祖父母が子や孫に、お金を非課税で贈与できる制度が増えている。
高齢者の財産を若い世代に移して経済を活性化させたい国の政策だ。
資金使途や非課税枠などの条件は下記のとおり。
(1)もらう人1人当たり年間110万円まで基礎控除。
(2)生活費・教育費など、その都度必要なお金の援助も、扶養義務の観点から原則非課税。
(3)子や孫への目的資金の一括贈与も、1人当たりの上限内であれば非課税。
A.住宅取得資金(上限:700万円。条件:20歳以上で年間合計所得2000万円以下)
B.教育資金(上限:1500万円。条件:30歳未満。注意:金融機関に専用口座が必要)
C.結婚・出産・育児資金(上限:1000万円。条件20歳~49歳。注意:金融機関に専用口座が必要)

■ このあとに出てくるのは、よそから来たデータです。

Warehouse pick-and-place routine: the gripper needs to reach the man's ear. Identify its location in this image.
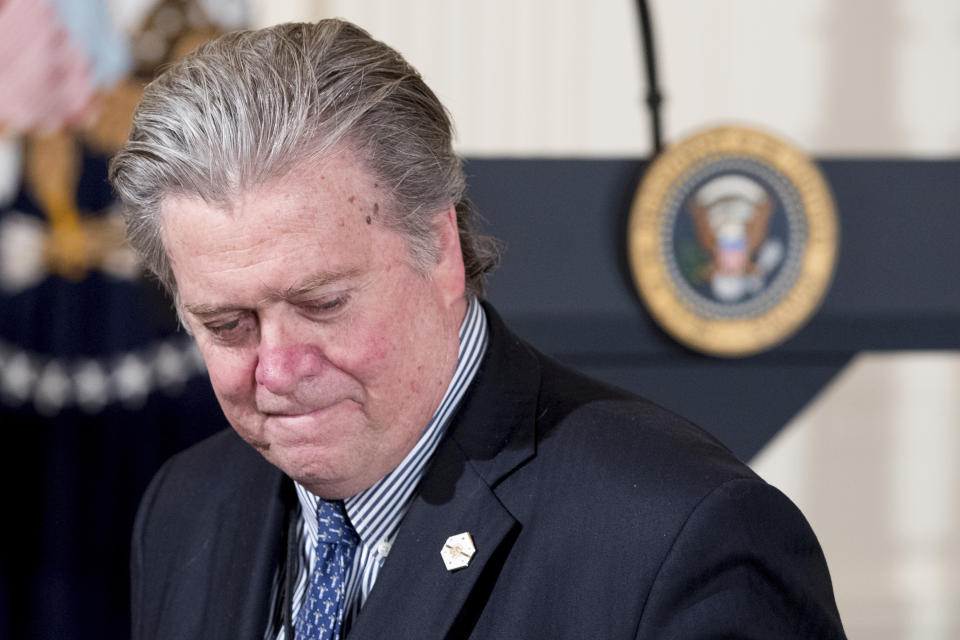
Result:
[433,205,466,304]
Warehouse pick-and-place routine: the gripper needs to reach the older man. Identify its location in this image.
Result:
[111,20,843,640]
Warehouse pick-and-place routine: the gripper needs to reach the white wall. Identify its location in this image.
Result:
[251,0,960,157]
[116,0,960,640]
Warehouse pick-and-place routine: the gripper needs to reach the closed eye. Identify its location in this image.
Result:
[203,315,256,343]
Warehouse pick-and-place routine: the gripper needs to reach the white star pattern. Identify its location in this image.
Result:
[0,337,205,417]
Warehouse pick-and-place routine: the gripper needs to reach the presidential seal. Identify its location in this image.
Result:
[627,127,838,357]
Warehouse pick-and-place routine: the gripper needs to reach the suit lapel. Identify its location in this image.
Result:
[203,444,292,640]
[348,306,540,640]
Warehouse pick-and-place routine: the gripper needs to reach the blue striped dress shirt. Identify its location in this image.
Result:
[265,298,487,640]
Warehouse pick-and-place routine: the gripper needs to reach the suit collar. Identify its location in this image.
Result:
[348,304,540,640]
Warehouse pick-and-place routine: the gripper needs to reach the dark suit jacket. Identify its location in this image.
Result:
[132,307,843,640]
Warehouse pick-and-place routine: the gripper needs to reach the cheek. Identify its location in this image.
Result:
[201,349,256,404]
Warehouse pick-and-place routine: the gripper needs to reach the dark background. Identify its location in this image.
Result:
[0,159,960,640]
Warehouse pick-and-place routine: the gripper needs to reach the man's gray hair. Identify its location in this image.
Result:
[110,20,499,297]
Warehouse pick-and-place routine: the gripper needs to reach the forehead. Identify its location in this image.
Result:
[161,152,394,294]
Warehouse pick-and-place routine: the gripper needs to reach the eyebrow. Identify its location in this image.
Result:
[280,269,360,300]
[183,269,360,318]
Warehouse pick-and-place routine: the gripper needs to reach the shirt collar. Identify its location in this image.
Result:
[294,297,488,544]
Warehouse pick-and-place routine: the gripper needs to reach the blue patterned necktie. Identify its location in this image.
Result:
[295,500,360,640]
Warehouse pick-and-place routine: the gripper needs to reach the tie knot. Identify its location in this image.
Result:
[317,500,358,546]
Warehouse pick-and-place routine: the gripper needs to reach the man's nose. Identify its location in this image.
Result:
[255,338,325,395]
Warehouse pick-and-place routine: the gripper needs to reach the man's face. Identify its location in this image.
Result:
[162,150,466,498]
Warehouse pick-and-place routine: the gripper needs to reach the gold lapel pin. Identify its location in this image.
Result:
[440,531,477,571]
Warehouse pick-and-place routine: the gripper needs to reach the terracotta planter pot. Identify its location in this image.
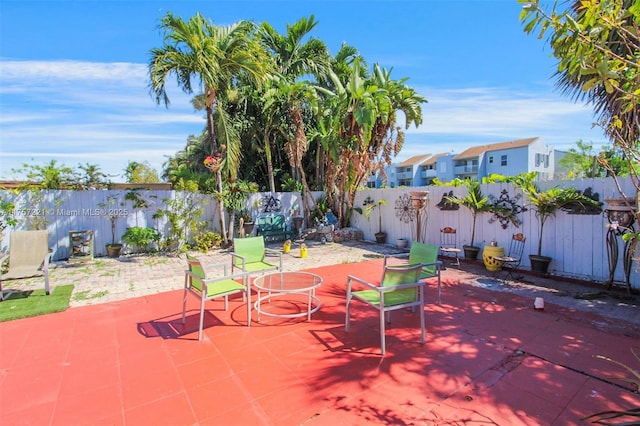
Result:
[105,244,122,258]
[529,254,552,274]
[462,246,480,260]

ただし、特定の子や孫だけに集中すると相続時にもめる可能性がある。
また、贈与しすぎて親の家計が回らなくなった場合、もう一度親に戻すと課税対象になるので注意が必要だ。
(平成29年9月9日 日本経済新聞より抜粋)
生前に無税で贈与する方法が、増えてきています。
国の政策としては、とても良い方法だと思っています。
相続で一度に多額の現金を渡しても、感謝される度合いは低いです。
しかも、感謝されるどころか、「これだけしかなかったのか?」と文句を言われたり・・・
お礼を言ってもらえるのは、お墓の前で一度だけ「ありがとう」。
それに比べ、生前贈与は家族の中でお金をやりくりするのにはもってこいの方法です。
お金が必要なときに、そっと手を差し伸べる両親や祖父母に、みんな感謝するでしょう。
お金を渡すたびに「ありがとう」という心のこもったお礼を言ってもらえますし、賢いお金の使い方だと思います。
子供や孫に公平にすることと、贈与しすぎてお金が無くなってしまわないことには注意が必要ですが、生前贈与はどんどん活用していくべきだと、相続の現場を4000件近く見てきた私は、心から思います。